Der 4:1-Erfolg gegen Genève-Servette HC war mehr als nur ein gelungener Re-Start nach der Olympia-Pause. Er war ein Statement im engen Rennen um die Play-In-Plätze. Drei Tage später wartet die nächste Westschweizer Aufgabe auf das Team von Trainer Johan Lundskog – Fribourg Gottéron.
Lakers-Führung
Das Spiel beginnt temporeich und ausgeglichen. Kleine Fehler prägen die Startphase: Erst verliert Reto Berra-Ersatz Joren van Pottelberghe beinahe die Scheibe, dann scheitert Sandro Schmid nach Lakers-Fehlpass an Melvin Nyffeler. In der 18. Minute nutzt Victor Rask einen Konter zum 1:0. Kurz vor der Pause bringt eine Strafe gegen Albrecht Fribourg für den Start ins zweite Drittel in Unterzahl.
Aufkommende Gäste
Im zweiten Drittel verpassen es die Gäste, aus einer Überzahl Kapital zu schlagen, gleichen aber wenig später aus dem Nichts aus: Ty Rattie lenkt einen Schuss unhaltbar zum 1:1 ab.
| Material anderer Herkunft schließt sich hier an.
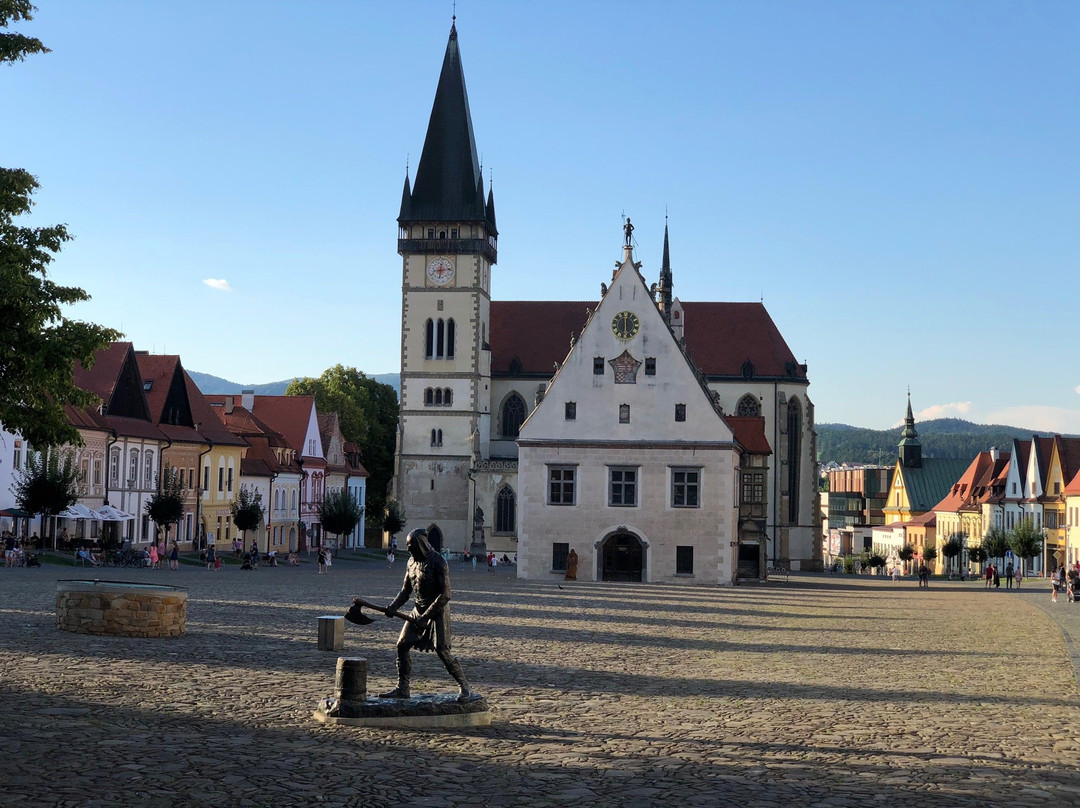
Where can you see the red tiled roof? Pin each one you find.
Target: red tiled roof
(102, 378)
(720, 337)
(206, 420)
(750, 432)
(286, 414)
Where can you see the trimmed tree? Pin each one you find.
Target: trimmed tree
(340, 513)
(953, 548)
(48, 484)
(1025, 541)
(39, 346)
(246, 511)
(166, 505)
(996, 542)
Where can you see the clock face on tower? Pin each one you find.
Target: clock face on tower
(625, 324)
(441, 270)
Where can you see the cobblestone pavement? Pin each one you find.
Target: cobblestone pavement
(820, 691)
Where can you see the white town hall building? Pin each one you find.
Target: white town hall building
(661, 440)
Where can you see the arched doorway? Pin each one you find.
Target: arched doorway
(750, 560)
(622, 557)
(435, 538)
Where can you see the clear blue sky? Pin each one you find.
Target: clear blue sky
(898, 180)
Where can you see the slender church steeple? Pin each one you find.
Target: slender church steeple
(910, 448)
(449, 185)
(665, 279)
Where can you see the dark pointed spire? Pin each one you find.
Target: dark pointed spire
(490, 204)
(665, 278)
(910, 447)
(448, 176)
(404, 215)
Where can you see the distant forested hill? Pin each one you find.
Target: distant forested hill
(940, 438)
(216, 386)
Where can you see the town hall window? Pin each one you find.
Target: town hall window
(513, 415)
(622, 487)
(686, 487)
(562, 484)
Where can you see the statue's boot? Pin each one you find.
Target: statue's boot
(454, 668)
(404, 674)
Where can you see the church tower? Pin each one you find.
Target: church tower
(448, 243)
(910, 447)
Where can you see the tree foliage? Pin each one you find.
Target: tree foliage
(16, 46)
(367, 412)
(48, 483)
(339, 512)
(166, 505)
(39, 346)
(1025, 540)
(246, 510)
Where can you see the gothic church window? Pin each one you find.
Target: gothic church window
(748, 406)
(794, 450)
(505, 506)
(513, 416)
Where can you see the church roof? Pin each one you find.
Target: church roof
(719, 338)
(448, 186)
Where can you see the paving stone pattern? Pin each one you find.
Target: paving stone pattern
(821, 691)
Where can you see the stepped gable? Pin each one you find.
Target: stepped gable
(534, 335)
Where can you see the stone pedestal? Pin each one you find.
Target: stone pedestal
(351, 707)
(332, 633)
(122, 608)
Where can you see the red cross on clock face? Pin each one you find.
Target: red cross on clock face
(441, 270)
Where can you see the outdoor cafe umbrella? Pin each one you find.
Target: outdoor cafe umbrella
(108, 513)
(78, 511)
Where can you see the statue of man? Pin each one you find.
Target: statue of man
(428, 583)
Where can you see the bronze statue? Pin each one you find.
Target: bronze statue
(428, 629)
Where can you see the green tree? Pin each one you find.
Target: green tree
(39, 346)
(367, 411)
(996, 542)
(340, 513)
(166, 505)
(929, 555)
(48, 484)
(953, 548)
(1025, 541)
(246, 511)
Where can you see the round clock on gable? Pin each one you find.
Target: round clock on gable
(441, 270)
(625, 325)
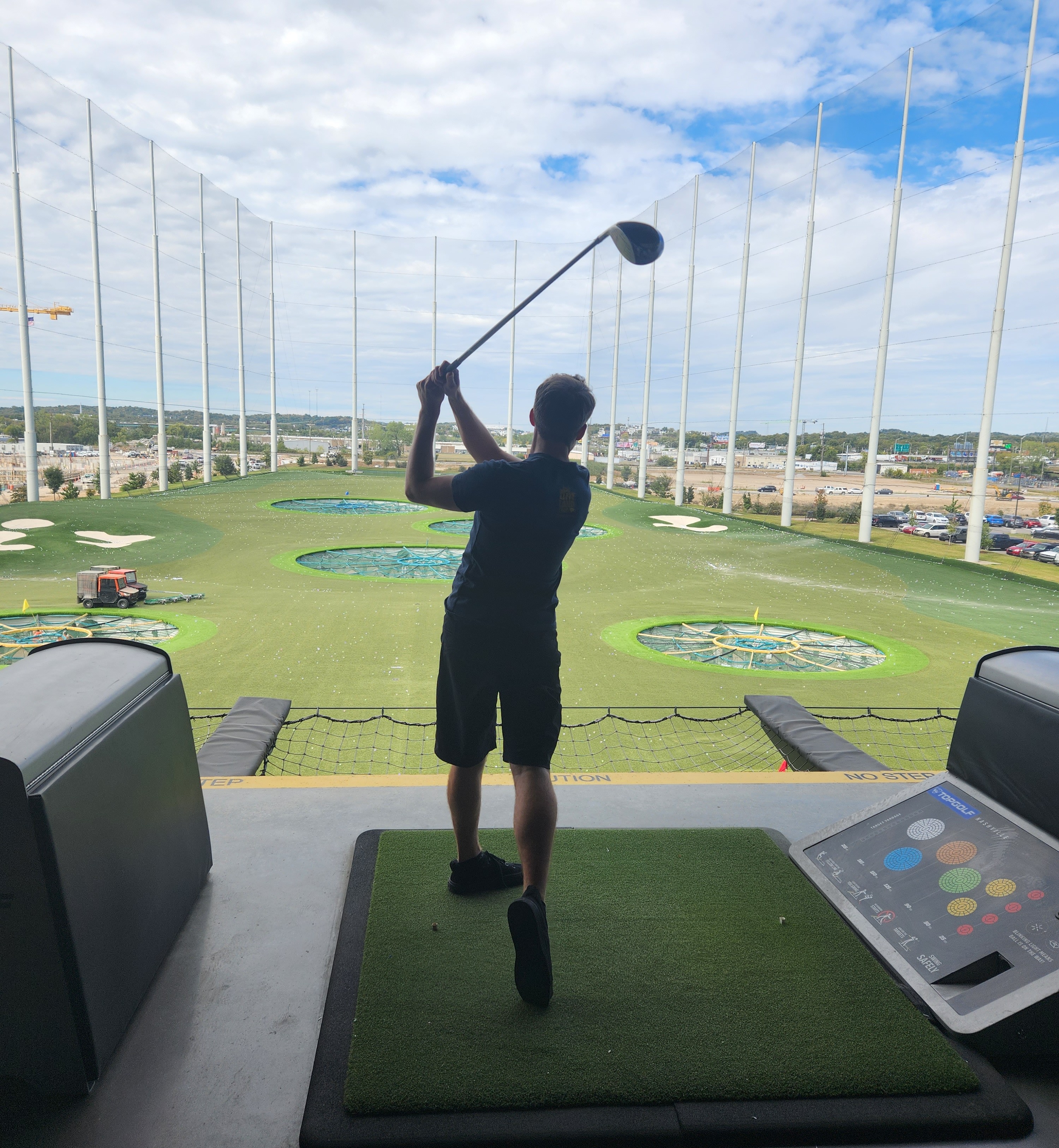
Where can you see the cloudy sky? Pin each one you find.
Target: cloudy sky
(537, 122)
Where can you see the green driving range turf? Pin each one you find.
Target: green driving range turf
(675, 981)
(286, 632)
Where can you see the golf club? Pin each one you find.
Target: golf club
(638, 243)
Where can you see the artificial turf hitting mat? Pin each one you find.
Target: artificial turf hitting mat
(684, 1010)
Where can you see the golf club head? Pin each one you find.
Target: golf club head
(638, 243)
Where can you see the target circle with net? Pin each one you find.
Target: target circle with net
(761, 646)
(433, 563)
(347, 507)
(20, 634)
(462, 526)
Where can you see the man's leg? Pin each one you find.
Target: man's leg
(465, 805)
(535, 821)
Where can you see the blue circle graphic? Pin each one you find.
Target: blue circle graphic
(902, 859)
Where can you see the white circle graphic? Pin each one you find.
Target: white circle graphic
(924, 831)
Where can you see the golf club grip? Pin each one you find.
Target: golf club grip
(530, 299)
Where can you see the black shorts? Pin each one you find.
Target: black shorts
(478, 664)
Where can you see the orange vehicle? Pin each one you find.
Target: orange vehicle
(109, 586)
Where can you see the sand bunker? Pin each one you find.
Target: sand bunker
(110, 541)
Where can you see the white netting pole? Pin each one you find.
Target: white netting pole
(737, 368)
(98, 300)
(243, 361)
(585, 442)
(678, 500)
(511, 372)
(355, 441)
(642, 477)
(207, 440)
(618, 332)
(977, 510)
(788, 511)
(274, 430)
(160, 379)
(868, 499)
(32, 488)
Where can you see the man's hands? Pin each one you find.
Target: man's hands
(442, 383)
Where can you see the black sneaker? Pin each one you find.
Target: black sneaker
(483, 874)
(530, 930)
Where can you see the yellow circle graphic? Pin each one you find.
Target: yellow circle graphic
(956, 852)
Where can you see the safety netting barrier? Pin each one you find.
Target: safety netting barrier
(21, 634)
(347, 507)
(699, 740)
(387, 562)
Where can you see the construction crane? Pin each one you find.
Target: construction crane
(54, 311)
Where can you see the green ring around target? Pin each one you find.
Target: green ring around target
(191, 631)
(610, 532)
(959, 881)
(901, 658)
(289, 562)
(277, 504)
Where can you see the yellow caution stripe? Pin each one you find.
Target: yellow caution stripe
(404, 781)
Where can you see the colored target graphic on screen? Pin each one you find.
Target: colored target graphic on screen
(956, 852)
(959, 881)
(926, 829)
(902, 859)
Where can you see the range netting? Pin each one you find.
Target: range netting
(707, 740)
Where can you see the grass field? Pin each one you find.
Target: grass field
(355, 642)
(675, 980)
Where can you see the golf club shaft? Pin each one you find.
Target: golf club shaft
(530, 299)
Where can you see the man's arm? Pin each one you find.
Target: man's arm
(477, 439)
(421, 485)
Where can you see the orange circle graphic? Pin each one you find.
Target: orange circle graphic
(956, 852)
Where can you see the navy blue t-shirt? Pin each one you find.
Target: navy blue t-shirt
(527, 517)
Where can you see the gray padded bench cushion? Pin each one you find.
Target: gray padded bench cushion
(1007, 736)
(244, 739)
(805, 741)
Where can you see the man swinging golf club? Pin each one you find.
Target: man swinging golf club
(499, 636)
Die Lakers vorerst souverän
Eine kurze Phase mit Strafen auf beiden Seiten leitet danach die stärkste Phase der Lakers ein. Rapperswil-Jona übernimmt die Kontrolle, setzt sich fest und wird nach einer Strafe gegen Marchon belohnt: Gian-Marco Wetter trifft per Nachschuss zur erneuten Führung. Die St. Galler bleiben dominant und erzielen beinahe das 3:1, das nach Videoreview aber nicht zählt.
Späte Wende
Es sollt rückblickend ein wegweisender Moment gewesen sein. In der hektischen Schlussphase entgleitet den Lakers das Spiel. Rattie erzielt mit seinem zweiten Tor den neuerlichen Ausgleich. Und 1:23 vor Ende der regulären Spielzeit trifft Patrik Nemeth zum 3:2 für Gottéron. Für die Lakers eine höchst ärgerliche Niederlage in einem Spiel, das sie vermeintlich schon gewonnen hatten.